If Finance’s ‘good work’ may previously have earned it a reputation for taking a fiscal stick to agency budgets to encourage savings, this time the gets to wield the carrot.

The prospect of making realising technology related savings has been backed by the pledge of a less than appetising 1 per cent reduction in Executive Level and Senior Executive Service ranks that are estimated to equate to around 800 jobs – the vast majority of which are at salaries in excess of $100,000 a year.

“The efficiency steps that the Department of Finance has been working on will save $248 million over four years,” Treasure Bowen said.

“There are approximately 44,500 currently, positions in those ranks and that will reduce over time by about 800 positions. Now, in context, these positions have grown by about 29 per cent over a period where the general public service has grown by about 6 per cent.”

Asked if there would be redundancies, Mr Bowen said that his preference was for natural attrition.

So far the Community and Public Sector Union, the ACT branch of which officially affiliated with Labor in 2009, is taking one for the collective team in terms of industrial blowback.

The union has expressed its concern over the job cuts and said that it followed a similar 1 per cent saving measure in the last Budget – a long way from the kind of industrial action that has hallmarked job cuts in the states.

The CPSU said that around $100 million of the new savings was being made “through more efficient procurement of agency software” – very clearly a more palatable option than job and membership losses.

“It is positive that Government has saved $100 million through better negotiation of software contracts. That’s the sort of smart saving we much prefer to see to job cuts,” CPSU National Secretary Nadine Flood said.

However Ms Flood said that she was “disappointed” to see the executive jobs cut and expected “some redundancies” to flow alongside natural attrition.

“Over the past few years the public service has endured a range of cuts and savings measures but demand for government services keeps going up. The public service is not a magic pudding and Government cannot keep making cuts without affecting services” Ms Flood said.

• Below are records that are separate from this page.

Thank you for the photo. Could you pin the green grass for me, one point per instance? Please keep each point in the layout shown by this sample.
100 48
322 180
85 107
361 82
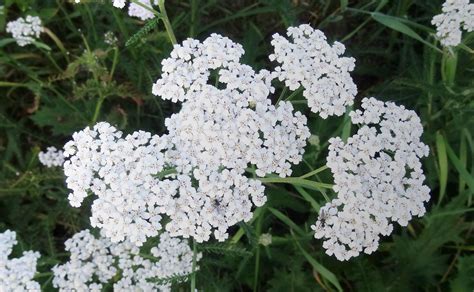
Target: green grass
70 79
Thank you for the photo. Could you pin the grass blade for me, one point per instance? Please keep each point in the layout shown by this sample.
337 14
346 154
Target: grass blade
443 165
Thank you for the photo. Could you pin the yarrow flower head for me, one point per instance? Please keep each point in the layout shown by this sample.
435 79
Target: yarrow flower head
220 130
120 172
189 67
25 30
456 14
95 262
378 179
52 157
228 127
16 274
136 10
308 60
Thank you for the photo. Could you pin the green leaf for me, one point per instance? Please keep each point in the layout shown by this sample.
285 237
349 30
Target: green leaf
464 280
443 165
308 198
397 24
143 32
283 218
459 167
328 275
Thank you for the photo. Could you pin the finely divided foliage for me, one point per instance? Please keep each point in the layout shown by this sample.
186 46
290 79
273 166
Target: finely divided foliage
16 274
211 172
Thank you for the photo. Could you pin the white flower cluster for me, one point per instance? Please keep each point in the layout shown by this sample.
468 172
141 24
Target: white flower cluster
97 261
52 157
220 130
16 274
120 172
455 14
378 179
136 10
309 61
190 65
230 127
25 30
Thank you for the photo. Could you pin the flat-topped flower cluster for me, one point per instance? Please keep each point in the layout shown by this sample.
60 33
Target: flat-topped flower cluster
137 10
455 15
95 262
378 179
192 181
51 157
25 30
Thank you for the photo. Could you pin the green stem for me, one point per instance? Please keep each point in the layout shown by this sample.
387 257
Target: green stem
193 275
156 13
297 182
97 109
58 42
114 63
258 232
192 30
166 22
316 171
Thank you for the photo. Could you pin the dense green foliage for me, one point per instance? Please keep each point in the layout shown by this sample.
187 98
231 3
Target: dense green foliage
71 79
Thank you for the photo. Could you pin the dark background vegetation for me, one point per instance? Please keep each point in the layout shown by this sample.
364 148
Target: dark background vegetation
50 89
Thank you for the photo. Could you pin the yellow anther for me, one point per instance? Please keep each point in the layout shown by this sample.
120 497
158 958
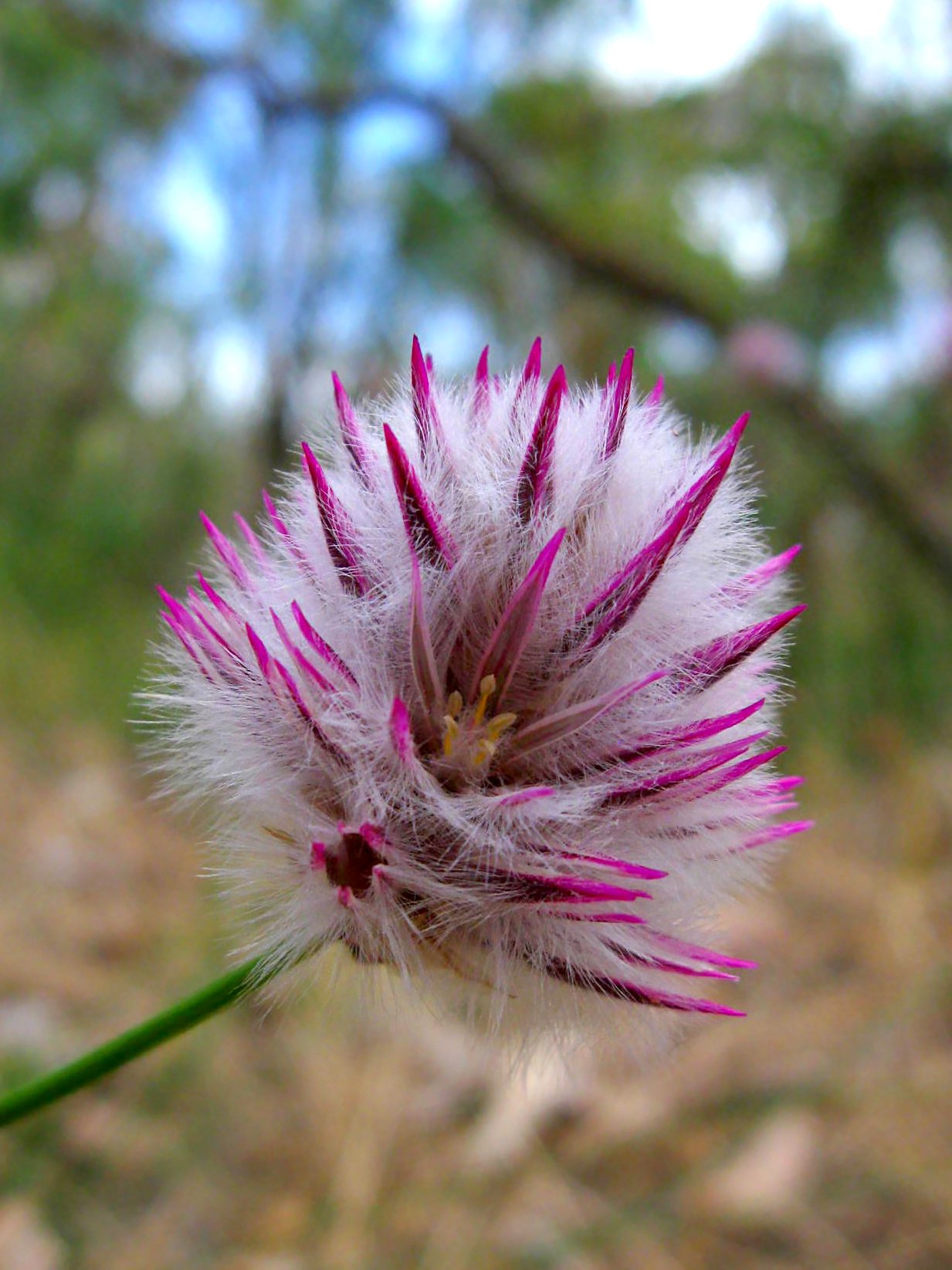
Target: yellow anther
488 686
449 734
498 724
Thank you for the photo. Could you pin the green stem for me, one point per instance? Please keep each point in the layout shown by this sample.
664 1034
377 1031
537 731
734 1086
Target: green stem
122 1049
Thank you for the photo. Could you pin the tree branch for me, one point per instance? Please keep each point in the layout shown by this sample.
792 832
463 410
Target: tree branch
634 279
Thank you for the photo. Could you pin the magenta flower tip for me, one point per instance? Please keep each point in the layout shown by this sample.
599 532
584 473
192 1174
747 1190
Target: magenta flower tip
480 705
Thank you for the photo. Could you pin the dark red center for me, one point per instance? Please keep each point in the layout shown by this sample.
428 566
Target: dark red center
349 862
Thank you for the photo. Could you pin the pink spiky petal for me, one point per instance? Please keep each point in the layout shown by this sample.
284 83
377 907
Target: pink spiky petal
510 636
618 411
339 531
352 433
534 484
429 539
425 417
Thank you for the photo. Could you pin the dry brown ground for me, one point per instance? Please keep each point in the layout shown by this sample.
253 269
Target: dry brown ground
815 1133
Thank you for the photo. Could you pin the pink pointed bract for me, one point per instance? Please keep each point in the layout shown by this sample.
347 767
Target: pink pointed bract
452 714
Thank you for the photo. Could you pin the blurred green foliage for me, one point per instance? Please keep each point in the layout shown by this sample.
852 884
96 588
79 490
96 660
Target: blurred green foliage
98 490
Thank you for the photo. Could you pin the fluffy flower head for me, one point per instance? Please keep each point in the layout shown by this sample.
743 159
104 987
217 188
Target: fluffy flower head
489 693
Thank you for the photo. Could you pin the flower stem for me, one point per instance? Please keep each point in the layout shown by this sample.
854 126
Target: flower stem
177 1019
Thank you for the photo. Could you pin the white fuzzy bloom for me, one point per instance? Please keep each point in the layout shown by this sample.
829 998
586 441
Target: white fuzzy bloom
494 696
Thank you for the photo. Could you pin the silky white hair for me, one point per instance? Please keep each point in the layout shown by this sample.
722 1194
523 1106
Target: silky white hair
490 701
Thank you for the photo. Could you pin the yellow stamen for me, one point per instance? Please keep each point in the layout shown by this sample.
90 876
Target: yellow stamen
488 686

The union said it would be working closely with Government and Departments to minimise the need for job losses and ensure workloads remain manageable.

However a one path clearly open to agency heads is to try and stave off undesired staff losses by further pruning back agency operating costs through the better procurement and more efficient use of technology.

A proportion of that ‘good work’ referred to by Mr Rudd is certain to have stemmed from reductions in the price of software licensing to government which have previously been calculated to be around 20 per cent higher than comparable economies. – despite the Australian dollar having until very recently been above parity with the US dollar.

Vendors being eyed-up for a Kevin-style haircut are believed to include Microsoft, IBM, SAP and Oracle as the public service is gradually pushed, where it is cheaper, to migrate from annualised licensing payments to those based on actual usage of software and processing muscle through so-called cloud computing which promises to give agencies computing capacity on-tap through utility-style model.

In a highly significant move the Attorney General’s Department last week released the federal government’s official internal cloud computing policy, which leans substantially towards using domestic deployments to mitigate known risks associated with data sovereignty and privacy protections.

The issuance of the AG’s formal guidance clears an important hurdle for agencies looking to buy into cloud services because it sets the framework to deal with a raft of security issues that federal agencies must necessarily deal with when making technology purchases.

Importantly, it sets crucial guard-rails for cloud providers hoping to pick-up significant Australian government work by stipulating how agencies need to weigh risks when taking on-cloud services – a set of criteria that vendors can now build into their offerings to win business.

Some of those best positioned to offer government locally-based cloud services include Amazon Web Services and Telstra who have both been ramping up their onshore capacity to target government business.